If you do your job well as a parent, your children will leave home. And you probably won’t like it. I talked about the so called “Empty Nest Syndrome” to a group of men and some of them cried when they described how much they missed their kids. There are a couple of ways you can make the transition easier for them and easier for you.
The top one is to realise they probably don’t intend it as a rejection of you so don’t act offended. You are allowed to say you’ll be a bit sad – “I’ll really miss you” – but don’t act as if what they are doing is bad. Leaving home, as long as they are not tragically young or heading off into a terrible relationship, is a positive and necessary stage in growing up.
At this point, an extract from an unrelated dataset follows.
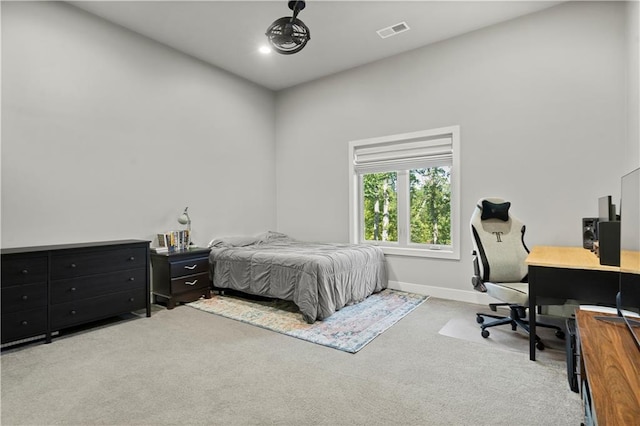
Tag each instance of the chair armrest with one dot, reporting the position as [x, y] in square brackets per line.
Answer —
[476, 280]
Realise that some young adults might try and make leaving easier for themselves by being a bit unpleasant and maybe picking arguments – see this as a clumsy way of handling their own uncomfortable emotions around one of the biggest, scariest things they have ever done in their whole life!
Preparing your child is good for your child and it’s also good for you. Make it easier for them to go by increasingly making their life at home resemble the world they will have to survive in. Do they know how to do laundry, budget their money and cook a couple meals?
Try and see the positives – your child is growing up. It’s sad to see kids go but they will come back, sometimes with a degree or new additions to the family or even grandchildren.
Many parents find their relationships with their young adult children actually improve: the kids become more mature, there is less aggravating friction and some parents actually see more of their kids through the intentional interaction of weekly meals together, than they had when they were living at home.